Minister of state for digital and culture Matt Hancock said the government wanted to ensure “a fair market in which all providers can compete for business”.

The comments were made during a speech at the Broadband World Forum where Hancock reiterated the government’s stance that BT’s infrastructure arm Openreach could still be broken out from the group, adding nothing will stand in the way of the UK getting fast fibre-based connectivity.

Read more: These are the most complained about broadband, phone and pay TV firms

BT chief executive Gavin Patterson hit back during the conference, saying the fibre network investment case would not add up if BT was forced to spin off its Openreach.

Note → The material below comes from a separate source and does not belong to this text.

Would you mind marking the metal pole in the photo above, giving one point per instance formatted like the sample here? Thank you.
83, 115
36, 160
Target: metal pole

Patterson also warned breaking up the group would require a long, difficult, and costly separation of the group’s pension liabilities, which, according to analysts at UBS, have ballooned to more than £14bn, up from £10bn in a little over a year.

Hancock’s comments, as well as the UBS analyst note, sent BT shares down by more than one per cent today.

Communications regulator Ofcom is currently considering responses to a public consultation on BT’s control of Openreach that closed earlier this month after it suggested so-called legal separation of the division, leaving it under the BT Group umbrella but assigning it a separate governing board.

Read more: TalkTalk boss says Ofcom's plans for BT and Openreach are not enough

BT’s rivals have rallied against the recommendation, claiming they will continue to suffer mistreatment by Openreach.

The likes of Sky, TalkTalk, and Vodafone rely on Openreach to connect broadband customers, though there are plans to open up its ducts and poles across the country, allowing competitors direct access.

TalkTalk boss Dido Harding, one of Openreach’s fiercest critics, said: “The new minister is spot on: the UK needs a pure fibre future and only a competitive market will deliver this.”